Now in its 26th year, the Marine Conservation Society’s (MCS) Great British Beach Clean helps to tackle ocean pollution, collecting crucial data that provides an insight into the most common forms of litter on UK shores. With the help of their volunteers, MCS’s beach cleans have helped to bring about the plastic bag charge, and the banning of microplastics in personal care products.
Top 5 most common litter items on UK beaches 2020 (average per 100m of beach surveyed):
- Plastic and polystyrene pieces (0-50cm) - 167.2
- Plastic and polystyrene caps and lids - 19.7
- Wet wipes - 17.7
- Cigarette stubs - 16.2
- Plastic string - 15.8
This year, volunteers’ data on PPE are supported by data collected inland by volunteers working on MCS’s Source to Sea Litter Quest, which revealed that PPE was found on more than 69% of litter picks away from the seashore.
As around 80% of the litter found on beaches in the UK comes from inlands areas, such as towns, parks, and rivers, the Source to Sea Litter Quest asks volunteers to collect litter from their local areas to prevent it entering the sea, and to add to the body of data on litter that is creating an environmental hazard.
Along with other single-use items, disposable face masks and gloves can pose a threat to wildlife both on land and at sea.
Seabirds have recently been pictured with their feet tangled in the elastic straps of face masks, and masks and gloves that end up in the sea could be mistaken for prey by marine animals, which could be fatal if ingested.
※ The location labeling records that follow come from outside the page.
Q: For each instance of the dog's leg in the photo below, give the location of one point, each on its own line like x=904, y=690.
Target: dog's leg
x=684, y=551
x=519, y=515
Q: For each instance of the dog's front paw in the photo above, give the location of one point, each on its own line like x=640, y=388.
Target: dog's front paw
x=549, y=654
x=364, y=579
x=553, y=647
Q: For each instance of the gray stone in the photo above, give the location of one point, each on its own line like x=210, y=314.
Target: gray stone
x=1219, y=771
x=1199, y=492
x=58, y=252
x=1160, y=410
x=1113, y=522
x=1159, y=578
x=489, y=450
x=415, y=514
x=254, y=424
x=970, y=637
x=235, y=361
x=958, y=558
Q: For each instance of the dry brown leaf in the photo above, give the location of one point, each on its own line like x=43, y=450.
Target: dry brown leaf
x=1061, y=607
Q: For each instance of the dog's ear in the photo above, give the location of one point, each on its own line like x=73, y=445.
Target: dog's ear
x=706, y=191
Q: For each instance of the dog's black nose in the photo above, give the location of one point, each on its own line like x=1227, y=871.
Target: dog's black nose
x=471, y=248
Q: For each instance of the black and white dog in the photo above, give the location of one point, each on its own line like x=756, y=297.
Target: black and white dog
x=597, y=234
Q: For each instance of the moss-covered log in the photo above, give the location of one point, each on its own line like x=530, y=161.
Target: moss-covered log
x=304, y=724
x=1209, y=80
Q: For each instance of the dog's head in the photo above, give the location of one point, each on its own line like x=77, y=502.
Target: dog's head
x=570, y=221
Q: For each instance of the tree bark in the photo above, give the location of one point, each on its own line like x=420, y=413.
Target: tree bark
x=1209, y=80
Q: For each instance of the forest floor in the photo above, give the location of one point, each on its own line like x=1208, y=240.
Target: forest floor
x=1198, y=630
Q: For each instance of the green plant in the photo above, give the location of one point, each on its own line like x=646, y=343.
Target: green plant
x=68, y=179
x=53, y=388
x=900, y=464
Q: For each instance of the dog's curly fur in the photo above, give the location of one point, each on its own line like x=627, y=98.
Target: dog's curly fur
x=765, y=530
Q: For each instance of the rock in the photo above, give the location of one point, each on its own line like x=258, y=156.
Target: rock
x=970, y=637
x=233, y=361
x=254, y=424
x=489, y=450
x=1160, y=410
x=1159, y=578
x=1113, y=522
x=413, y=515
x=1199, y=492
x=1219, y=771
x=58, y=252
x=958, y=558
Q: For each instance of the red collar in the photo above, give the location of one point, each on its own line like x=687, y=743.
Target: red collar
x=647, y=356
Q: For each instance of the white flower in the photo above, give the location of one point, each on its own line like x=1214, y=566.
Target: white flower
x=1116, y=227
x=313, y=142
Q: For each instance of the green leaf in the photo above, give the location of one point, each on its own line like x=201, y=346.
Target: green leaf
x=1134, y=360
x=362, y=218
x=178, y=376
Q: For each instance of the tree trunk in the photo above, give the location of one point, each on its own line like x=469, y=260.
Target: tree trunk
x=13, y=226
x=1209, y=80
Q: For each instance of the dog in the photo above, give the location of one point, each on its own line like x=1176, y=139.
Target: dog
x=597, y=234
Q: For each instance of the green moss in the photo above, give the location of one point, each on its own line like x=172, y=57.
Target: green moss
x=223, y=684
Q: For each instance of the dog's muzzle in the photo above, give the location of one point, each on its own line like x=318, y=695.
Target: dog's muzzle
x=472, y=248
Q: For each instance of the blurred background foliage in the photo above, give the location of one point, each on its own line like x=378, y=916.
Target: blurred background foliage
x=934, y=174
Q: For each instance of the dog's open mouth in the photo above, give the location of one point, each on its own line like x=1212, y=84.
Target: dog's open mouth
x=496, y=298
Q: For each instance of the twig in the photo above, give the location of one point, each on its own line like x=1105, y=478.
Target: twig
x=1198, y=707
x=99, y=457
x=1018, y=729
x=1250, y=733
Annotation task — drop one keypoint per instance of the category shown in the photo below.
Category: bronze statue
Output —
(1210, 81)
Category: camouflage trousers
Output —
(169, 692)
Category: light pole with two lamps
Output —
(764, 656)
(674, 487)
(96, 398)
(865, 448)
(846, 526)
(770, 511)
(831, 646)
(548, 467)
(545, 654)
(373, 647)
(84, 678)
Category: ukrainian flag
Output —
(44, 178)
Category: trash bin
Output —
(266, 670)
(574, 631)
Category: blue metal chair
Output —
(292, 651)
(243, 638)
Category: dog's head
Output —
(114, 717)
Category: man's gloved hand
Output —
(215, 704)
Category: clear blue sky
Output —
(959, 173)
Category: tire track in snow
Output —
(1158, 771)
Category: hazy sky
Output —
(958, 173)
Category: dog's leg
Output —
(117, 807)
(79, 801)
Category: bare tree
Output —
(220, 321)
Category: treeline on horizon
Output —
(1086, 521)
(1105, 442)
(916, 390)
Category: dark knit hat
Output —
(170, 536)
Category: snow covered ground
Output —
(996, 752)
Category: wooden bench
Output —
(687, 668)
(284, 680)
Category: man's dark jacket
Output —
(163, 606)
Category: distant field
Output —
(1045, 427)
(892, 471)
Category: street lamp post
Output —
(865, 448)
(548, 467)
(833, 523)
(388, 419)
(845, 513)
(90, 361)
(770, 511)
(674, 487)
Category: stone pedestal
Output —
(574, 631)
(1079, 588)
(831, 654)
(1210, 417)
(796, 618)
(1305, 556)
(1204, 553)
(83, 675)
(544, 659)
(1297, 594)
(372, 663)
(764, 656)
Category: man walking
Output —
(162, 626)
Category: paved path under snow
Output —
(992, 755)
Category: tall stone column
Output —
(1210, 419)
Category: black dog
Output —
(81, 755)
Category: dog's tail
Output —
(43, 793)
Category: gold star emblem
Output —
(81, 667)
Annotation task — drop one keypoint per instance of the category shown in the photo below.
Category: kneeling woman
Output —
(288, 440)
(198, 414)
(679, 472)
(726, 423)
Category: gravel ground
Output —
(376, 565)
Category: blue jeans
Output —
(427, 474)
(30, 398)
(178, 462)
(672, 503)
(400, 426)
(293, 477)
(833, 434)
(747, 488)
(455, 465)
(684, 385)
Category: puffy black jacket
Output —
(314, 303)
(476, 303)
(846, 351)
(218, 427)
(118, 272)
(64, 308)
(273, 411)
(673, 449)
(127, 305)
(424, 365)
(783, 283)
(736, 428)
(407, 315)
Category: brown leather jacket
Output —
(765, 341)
Although PPE litter is on the rise, the beach clean revealed that drinks litter was the most commonly found rubbish item on UK beaches.
An average of 30 drinks containers, caps, and lids were found per 100m of beach surveyed during the most recent clean.
Inland, a staggering 99% of litter picks recovered drinks litter.
Dr Laura Foster, Head of Clean Seas at MCS argues that this data shows that Wales, England and Northern Ireland should act with urgency in introducing an all-inclusive Deposit Return Scheme, as has already happened in Scotland.
“Despite lockdown, with many of us spending more time at home, littering in public spaces has continued unabated,” says Dr Foster.
“Almost every single local litter pick found at least one drinks container, which is incredibly concerning. An effective Deposit Return Scheme would take the UK one step closer to a circular economy model and drastically reduce the volume of single-use pollution in the UK’s streets, parks and on our beaches.”